From the Rubble | Natural Series Extensions | Part 2


TLDR: The same institutions that harvest your digital data are harvesting your health data - and the stakes are higher. Your fitness tracker reports to a corporation. Your health app sells your symptoms to insurers and data brokers. Your medical records live in systems you don’t control and can’t fully access. This article covers the sovereign health stack: tools that put your biological data in your hands, not theirs. Cronometer over MyFitnessPal. Local-first health records. At-home lab testing. The FDN methodology as a framework for data-driven sovereignty over your own biology.


The Health Data Problem Is Worse Than the Digital Data Problem

When Google harvests your browsing behavior, the worst-case outcomes are targeted ads and behavioral profiling.

When a health app harvests your symptoms, conditions, menstrual cycle, mental health disclosures, medication use, or biometric data - the worst-case outcomes include insurance discrimination, employment decisions, data broker sales to parties you’ll never identify, and a permanent record of your most intimate information in systems you don’t control and can’t delete.
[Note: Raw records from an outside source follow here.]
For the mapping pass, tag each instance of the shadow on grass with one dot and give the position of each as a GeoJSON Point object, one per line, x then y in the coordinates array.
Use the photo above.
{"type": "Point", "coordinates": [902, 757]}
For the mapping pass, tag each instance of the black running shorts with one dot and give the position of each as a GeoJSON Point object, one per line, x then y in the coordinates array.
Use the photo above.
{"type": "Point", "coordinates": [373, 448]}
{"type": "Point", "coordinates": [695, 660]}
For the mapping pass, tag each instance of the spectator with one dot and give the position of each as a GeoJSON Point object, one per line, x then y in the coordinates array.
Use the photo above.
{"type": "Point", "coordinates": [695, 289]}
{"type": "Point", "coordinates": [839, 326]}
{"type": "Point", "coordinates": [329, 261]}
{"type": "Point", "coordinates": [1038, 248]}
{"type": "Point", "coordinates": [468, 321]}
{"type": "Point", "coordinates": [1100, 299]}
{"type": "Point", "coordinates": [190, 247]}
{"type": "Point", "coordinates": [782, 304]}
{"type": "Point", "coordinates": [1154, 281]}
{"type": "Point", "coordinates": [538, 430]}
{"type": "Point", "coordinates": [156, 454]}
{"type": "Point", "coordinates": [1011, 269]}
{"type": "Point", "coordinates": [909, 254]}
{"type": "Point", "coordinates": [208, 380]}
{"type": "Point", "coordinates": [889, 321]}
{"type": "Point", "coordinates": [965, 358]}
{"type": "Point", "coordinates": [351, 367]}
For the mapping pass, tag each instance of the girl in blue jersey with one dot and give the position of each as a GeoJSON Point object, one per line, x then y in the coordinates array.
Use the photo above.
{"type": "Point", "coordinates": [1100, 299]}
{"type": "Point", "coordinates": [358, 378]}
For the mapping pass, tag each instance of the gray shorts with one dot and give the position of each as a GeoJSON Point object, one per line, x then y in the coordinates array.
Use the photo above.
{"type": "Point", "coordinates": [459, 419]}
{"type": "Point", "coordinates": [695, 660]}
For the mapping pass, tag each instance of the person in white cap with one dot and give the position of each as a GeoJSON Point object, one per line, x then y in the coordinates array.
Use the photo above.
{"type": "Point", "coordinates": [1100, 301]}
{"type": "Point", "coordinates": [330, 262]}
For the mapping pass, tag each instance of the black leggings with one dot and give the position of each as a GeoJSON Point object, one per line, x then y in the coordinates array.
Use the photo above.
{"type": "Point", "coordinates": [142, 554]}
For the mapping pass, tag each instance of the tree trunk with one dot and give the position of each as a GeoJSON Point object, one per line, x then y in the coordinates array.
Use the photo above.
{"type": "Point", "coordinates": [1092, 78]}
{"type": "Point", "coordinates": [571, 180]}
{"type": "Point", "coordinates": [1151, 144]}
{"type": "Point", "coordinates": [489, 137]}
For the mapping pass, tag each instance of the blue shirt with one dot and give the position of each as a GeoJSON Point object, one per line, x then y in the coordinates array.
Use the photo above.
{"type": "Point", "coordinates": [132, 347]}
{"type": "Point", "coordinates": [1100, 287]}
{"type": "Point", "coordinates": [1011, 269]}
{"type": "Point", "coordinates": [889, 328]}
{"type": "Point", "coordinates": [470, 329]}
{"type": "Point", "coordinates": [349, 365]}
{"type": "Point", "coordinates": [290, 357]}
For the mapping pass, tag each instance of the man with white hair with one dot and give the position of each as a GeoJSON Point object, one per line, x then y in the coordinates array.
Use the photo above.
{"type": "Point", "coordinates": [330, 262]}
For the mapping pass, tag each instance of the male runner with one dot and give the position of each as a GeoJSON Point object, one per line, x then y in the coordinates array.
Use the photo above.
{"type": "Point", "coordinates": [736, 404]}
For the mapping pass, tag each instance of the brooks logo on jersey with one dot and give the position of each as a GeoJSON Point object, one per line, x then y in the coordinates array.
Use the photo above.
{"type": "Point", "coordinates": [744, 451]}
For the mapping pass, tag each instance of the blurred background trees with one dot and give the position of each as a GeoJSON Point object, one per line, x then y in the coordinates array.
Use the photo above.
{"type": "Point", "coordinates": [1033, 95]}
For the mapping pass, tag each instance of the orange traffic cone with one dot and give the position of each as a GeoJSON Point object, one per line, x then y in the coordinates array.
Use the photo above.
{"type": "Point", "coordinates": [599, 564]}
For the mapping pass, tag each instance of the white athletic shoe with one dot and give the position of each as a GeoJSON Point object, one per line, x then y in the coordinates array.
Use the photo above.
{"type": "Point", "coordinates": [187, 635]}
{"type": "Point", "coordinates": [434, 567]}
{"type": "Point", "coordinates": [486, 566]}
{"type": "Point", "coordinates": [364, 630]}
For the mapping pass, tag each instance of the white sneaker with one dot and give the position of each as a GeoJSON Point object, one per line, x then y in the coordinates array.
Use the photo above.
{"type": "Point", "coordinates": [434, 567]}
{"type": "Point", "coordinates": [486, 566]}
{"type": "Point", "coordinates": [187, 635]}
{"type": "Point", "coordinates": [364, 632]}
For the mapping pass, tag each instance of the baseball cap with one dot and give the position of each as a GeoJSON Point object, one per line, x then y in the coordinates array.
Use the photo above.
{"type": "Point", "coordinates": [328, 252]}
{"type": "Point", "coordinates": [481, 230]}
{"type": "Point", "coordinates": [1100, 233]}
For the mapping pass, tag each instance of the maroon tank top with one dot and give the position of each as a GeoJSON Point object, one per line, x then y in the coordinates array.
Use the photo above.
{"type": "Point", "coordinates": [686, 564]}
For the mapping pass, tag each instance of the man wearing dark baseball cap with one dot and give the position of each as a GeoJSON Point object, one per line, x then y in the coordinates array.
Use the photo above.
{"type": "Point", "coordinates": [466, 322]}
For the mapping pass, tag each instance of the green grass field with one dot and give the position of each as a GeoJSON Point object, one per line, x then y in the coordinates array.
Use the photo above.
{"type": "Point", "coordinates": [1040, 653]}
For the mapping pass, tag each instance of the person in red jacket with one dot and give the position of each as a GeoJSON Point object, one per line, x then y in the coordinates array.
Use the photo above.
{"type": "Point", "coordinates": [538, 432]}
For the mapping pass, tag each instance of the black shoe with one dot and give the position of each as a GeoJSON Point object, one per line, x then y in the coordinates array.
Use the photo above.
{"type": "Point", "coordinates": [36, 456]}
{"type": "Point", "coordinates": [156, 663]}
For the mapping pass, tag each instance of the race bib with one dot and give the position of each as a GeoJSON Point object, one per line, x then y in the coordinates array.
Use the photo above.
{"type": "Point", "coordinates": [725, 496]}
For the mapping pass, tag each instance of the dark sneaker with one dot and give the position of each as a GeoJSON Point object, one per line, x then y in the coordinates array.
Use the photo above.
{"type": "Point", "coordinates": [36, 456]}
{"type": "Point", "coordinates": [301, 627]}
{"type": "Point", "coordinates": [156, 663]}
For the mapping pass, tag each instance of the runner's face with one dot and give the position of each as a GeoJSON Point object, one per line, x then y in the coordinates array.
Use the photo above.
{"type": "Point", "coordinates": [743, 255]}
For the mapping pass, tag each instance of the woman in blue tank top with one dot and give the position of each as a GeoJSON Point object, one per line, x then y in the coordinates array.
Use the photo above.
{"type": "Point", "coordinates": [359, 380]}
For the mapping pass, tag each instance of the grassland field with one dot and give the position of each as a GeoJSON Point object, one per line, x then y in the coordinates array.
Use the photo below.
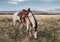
{"type": "Point", "coordinates": [48, 29]}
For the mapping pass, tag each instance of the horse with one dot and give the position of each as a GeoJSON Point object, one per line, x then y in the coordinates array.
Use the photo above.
{"type": "Point", "coordinates": [30, 19]}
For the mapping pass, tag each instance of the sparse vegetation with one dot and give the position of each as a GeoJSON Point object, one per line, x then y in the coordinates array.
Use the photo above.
{"type": "Point", "coordinates": [48, 30]}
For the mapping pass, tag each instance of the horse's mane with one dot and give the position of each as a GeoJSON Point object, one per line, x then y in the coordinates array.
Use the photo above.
{"type": "Point", "coordinates": [34, 19]}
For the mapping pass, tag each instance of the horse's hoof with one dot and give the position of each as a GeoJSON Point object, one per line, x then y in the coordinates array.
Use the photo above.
{"type": "Point", "coordinates": [21, 33]}
{"type": "Point", "coordinates": [35, 35]}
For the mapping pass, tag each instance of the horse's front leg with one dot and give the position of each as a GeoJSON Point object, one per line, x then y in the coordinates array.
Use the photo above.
{"type": "Point", "coordinates": [28, 28]}
{"type": "Point", "coordinates": [21, 26]}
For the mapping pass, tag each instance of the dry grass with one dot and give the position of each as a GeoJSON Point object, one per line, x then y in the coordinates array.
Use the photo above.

The health data economy is large, poorly regulated, and growing fast. Most health apps are not covered by HIPAA - the health privacy law that governs doctors and hospitals doesn’t apply to wellness apps, fitness trackers, or the data brokers who buy from them. You have fewer legal protections for the period tracking app on your phone than you do for the records at your doctor’s office.

And your doctor’s office records aren’t actually that protected either.

The Electronic Health Records system that was supposed to give patients access to their own data has, in practice, created a fragmented infrastructure where your records live in systems controlled by healthcare institutions, accessible to you only through interfaces those institutions design and control, portable only to the degree those institutions choose to facilitate portability.

You are the subject of this data. You are rarely treated as its owner.


The Fitness and Nutrition Tracking Problem

MyFitnessPal is the dominant calorie and nutrition tracking app. It was acquired by Under Armour in 2015 for $475 million, breached in 2018 (150 million accounts), sold to Francisco Partners in 2020, and has been steadily monetizing user data throughout.

MyFitnessPal’s privacy policy permits selling and sharing your health and fitness data with third parties for research, analytics, and advertising. The data you enter - your weight, food intake, exercise, health goals - is a commodity.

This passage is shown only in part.